Algérie : le camp Benflis dénonce des fraudes

Algérie : le camp Benflis dénonce des fraudes

Les Algériens ont voté jeudi pour élire leur président. Si le scrutin ne comportait, a priori, aucune surprise, de nombreux incidents ont émaillé la soirée. Ali Benflis, principal opposant au président sortant Abdelaziz Bouteflika, dénonce des fraudes.

L’ élection algérienne qui s’est déroulée jeudi ne laissera probablement pas de place au suspense : même si les résultats devraient être connus vendredi matin, les premières indications officieuses jeudi à 22h faisaient état d’un raz-de-marée en faveur de Bouteflika.



Le scrutin a tout de même été perturbé en début de soirée, avec l’annonce d’affrontements violents entre des centaines de jeunes et la police dans la commune d’El Asnam, dans la préfecture de Bouira. Un centre de vote a été brulé à Saharidj Wilaya dans la même préfecture, tandis que dans la commune de Mechedellah, des manifestants ont été passés à tabac par les policiers. Toujours dans la même région, des ambulances transportant des policiers blessés lors d’affrontements matinaux ont été bloquées par des manifestants. Des émeutes ont aussi éclaté à Bakaro où des urnes ont été incendiées.

Par ailleurs, pour améliorer le taux de participation, le gouvernement avait décidé de repousser d’une heure, à 20h heure d’Alger (21h à Paris) la fermeture des bureaux de vote dans un tiers des 1.500 communes, situées dans 35 des 48 préfectures : une mesure susceptible de faciliter le bourrage d’urnes en faisant voter les abstentionnistes. De fait, à 18 heures algériennes, le taux de participation était estimé à 37 %. Le parti présidentiel FLN avait annoncé jeudi en fin d’après-midi que la participation dépasserait les 50%, et disait s’attendre à une victoire d’Abdelaziz Bouteflika avec 63 à 65 % des voix.
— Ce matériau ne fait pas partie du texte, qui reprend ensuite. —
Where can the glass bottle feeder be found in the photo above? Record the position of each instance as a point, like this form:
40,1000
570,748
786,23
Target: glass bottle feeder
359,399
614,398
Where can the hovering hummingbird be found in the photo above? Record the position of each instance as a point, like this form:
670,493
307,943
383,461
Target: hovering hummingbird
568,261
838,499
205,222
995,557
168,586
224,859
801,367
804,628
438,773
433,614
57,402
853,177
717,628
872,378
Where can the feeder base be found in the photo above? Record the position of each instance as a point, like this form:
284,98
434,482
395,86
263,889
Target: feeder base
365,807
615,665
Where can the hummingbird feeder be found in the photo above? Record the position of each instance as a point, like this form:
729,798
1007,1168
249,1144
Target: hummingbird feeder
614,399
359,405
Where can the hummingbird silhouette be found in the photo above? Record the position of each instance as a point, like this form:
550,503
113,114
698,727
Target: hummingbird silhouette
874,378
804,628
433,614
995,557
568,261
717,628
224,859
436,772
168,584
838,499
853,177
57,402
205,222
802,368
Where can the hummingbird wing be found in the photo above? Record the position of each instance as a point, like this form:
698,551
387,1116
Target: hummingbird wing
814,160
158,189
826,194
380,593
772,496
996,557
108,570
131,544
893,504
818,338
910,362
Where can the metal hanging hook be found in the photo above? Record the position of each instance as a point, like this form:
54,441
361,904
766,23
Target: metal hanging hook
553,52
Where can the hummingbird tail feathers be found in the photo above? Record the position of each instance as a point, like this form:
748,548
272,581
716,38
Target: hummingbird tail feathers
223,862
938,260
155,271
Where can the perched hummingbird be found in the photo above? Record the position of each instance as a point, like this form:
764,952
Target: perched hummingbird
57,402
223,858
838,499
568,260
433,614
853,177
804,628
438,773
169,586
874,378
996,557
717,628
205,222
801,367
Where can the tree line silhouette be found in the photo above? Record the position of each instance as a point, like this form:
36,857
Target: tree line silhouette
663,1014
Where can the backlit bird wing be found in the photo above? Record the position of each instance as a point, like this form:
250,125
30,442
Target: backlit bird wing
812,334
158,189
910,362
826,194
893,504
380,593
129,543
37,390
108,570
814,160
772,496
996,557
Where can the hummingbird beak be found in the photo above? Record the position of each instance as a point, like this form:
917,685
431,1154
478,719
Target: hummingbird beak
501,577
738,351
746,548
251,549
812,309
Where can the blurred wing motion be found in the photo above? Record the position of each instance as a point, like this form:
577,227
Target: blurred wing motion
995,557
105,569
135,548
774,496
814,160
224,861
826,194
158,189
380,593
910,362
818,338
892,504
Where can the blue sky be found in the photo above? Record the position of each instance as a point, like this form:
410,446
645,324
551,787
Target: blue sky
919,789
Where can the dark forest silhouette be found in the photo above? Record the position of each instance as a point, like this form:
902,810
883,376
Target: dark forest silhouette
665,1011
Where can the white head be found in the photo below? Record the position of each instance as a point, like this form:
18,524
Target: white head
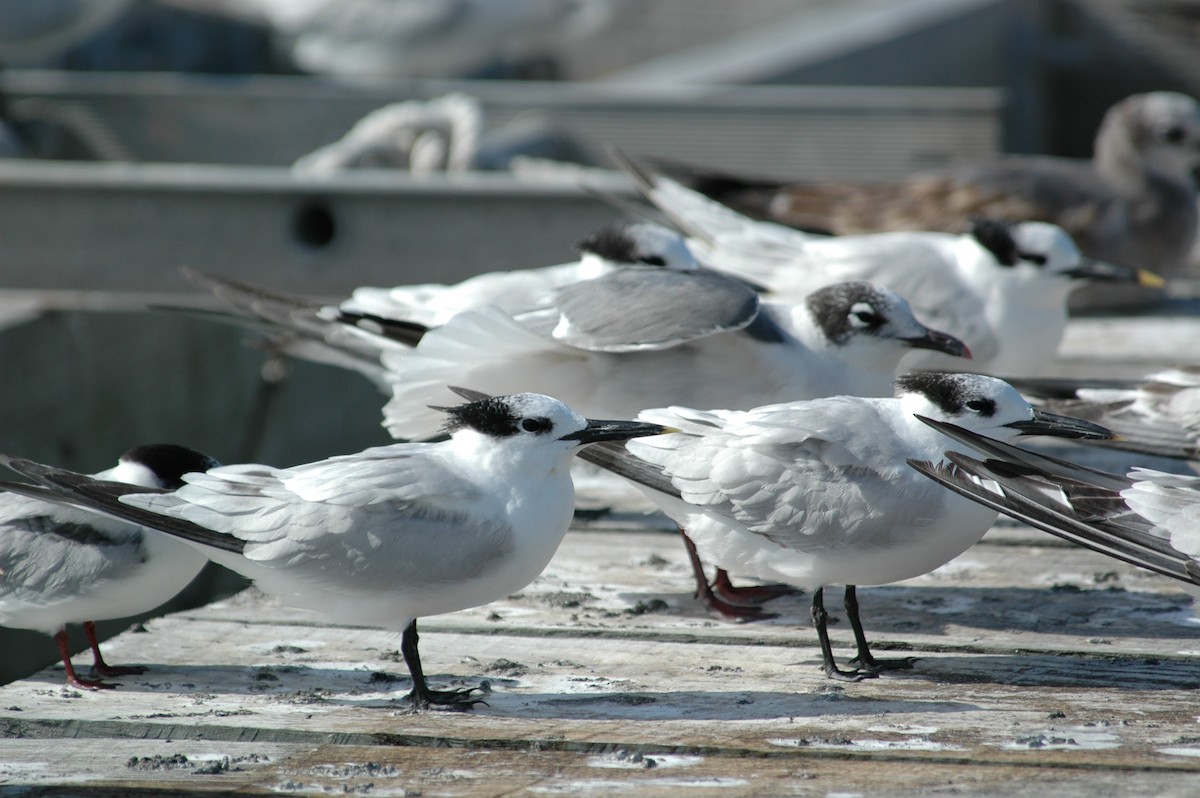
985,405
1044,250
159,465
640,244
865,321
Le QG d’Ali Benflis avait, dans la soirée, annoncé que sa cellule chargée de centraliser les informations de terrain sur les incidents avait vu ses ligne téléphoniques, Internet et fax coupées : une information finalement démentie plus tard, notamment par des journalistes algériens présents sur place.

Accusations de fraude

Benflis, principal candidat d’opposition, devait s’exprimer vers 21h (22 heures à Paris), une allocution finalement repoussée à plus tard. Toutefois, depuis son GQ, le ton est monté vis-à-vis du régime. Alors que les communicants du candidat se refusaient dans l’après-midi à parler franchement de fraudes, évoquant de simples « entorses aux procédures », ils listaient en soirée de nombreuses allégations d’incidents : des assesseurs d’Ali Benflis interdits d’accès dans des bureaux de vote à Alger, Ain Defla ou Batna, ou subissant des intimidations en de nombreux endroits, des urnes non scellées repérées notamment à Setif, Souk Ahras ou Tizi Ouzou, des électeurs constatant que quelqu’un avait voté à leur place dans de nombreux villages, des voitures interceptées à Alger et Batna, la ville natale même de Benflis, transportant des urnes remplies exclusivement de bulletins « Bouteflika », etc.

Plus généralement, des membres de l’équipe de campagne expliquaient que, si le dépouillement des bulletins est transparent devant les assesseurs des candidats, en revanche le bourrage d’urnes est relativement aisé puisqu’il est loisible de faire voter les abstentionnistes ou les morts (qui sont rarement rayés des listes électorales après leur décès) en fin de journée dans les bureaux de vote peu surveillés. Il serait aussi possible de trafiquer les PV de dépouillement avant leur enregistrement sur fichier informatique et centralisation au siège des 48 wilayas (préfecture). Ces PV ne sont d’ailleurs pas fournis aux assesseurs de tous les candidats mais seulement, selon une procédure étrange, à cinq d’entre eux par tirage au sort.